La adopción de nuevas modalidades políticas y económicas podría parecer innecesaria o, en todo caso, equivalente a incorporar formas ajenas e incluso extranjeras en la vida interna de países con una historia y cultura radicalmente distintas a las de los países hoy desarrollados. Esto ha llevado a una discusión fundamental sobre la disyuntiva que muchos países han enfrentado recientemente: ¿es necesario adoptar formas e instituciones políticas, legales y económicas que han probado su efectividad para promover el desarrollo pero que son producto de una historia y de una cultura distintas a la latinoamericana? o ¿es posible encontrar modelos alternativos para la economía y la política de un país que tomen en cuenta la historia y la cultura existentes para salir adelante, en lugar de adoptar modelos que corren el riesgo de ser rechazados? No existen respuestas fáciles a estas preguntas. Lo que sí existe es cierta evidencia empírica que sugiere que algunas de esas formas e instituciones son una condición sine qua non para el éxito económico, en tanto que otras son expresiones culturales ajenas. Los países exitosos probablemente tuvieron capacidad de distinguir unas de las otras.
Parte del desarrollo político que tiene que ocurrir en forma paralela al cambio económico se refiere precisamente a la creciente participación política que experimentan las sociedades latinoamericanas.
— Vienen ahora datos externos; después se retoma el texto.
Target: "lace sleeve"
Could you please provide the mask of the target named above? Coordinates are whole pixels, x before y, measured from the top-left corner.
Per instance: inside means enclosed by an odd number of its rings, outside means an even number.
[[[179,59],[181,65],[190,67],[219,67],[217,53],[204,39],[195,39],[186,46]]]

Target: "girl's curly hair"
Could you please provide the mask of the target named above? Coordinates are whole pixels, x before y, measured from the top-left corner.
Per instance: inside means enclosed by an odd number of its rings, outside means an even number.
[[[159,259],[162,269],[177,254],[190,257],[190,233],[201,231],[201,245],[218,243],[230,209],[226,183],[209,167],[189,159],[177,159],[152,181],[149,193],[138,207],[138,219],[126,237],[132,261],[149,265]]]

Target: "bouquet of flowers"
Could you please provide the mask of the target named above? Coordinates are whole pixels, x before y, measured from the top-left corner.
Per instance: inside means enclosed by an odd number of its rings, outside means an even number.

No es imposible que ese desarrollo llegue a requerir la adopción de formas híbridas en la legislación, así como modalidades de participación que son ajenas a la cultura histórica. No obstante lo anterior, la adopción de nuevas instituciones políticas podría constituir una oportunidad de avance político, pues muchos de los sectores que más se oponen a los cambios económicos serían los que obtendrían mayores beneficios de dicha transformación política. Es decir, un importante avance político en materia de apertura a la participación de grupos políticos antes marginados de los procesos legislativos y, en general, de decisión (a través de la adopción de medidas conducentes hacia temas como los antes citados de accountability y recall), puede hacer posible la generación de reformas económicas muy significativas, logrando con ello la consecución de los tres objetivos de gobierno más trascendentes: la estabilidad política, la paz social y el desarrollo económico. El espectacular desarrollo político de España en las últimas décadas y su exitosa incorporación a la Unión Europea hacen más que evidente que es perfectamente factible romper con las barreras que enfrentamos, muchas de ellas claramente autoimpuestas.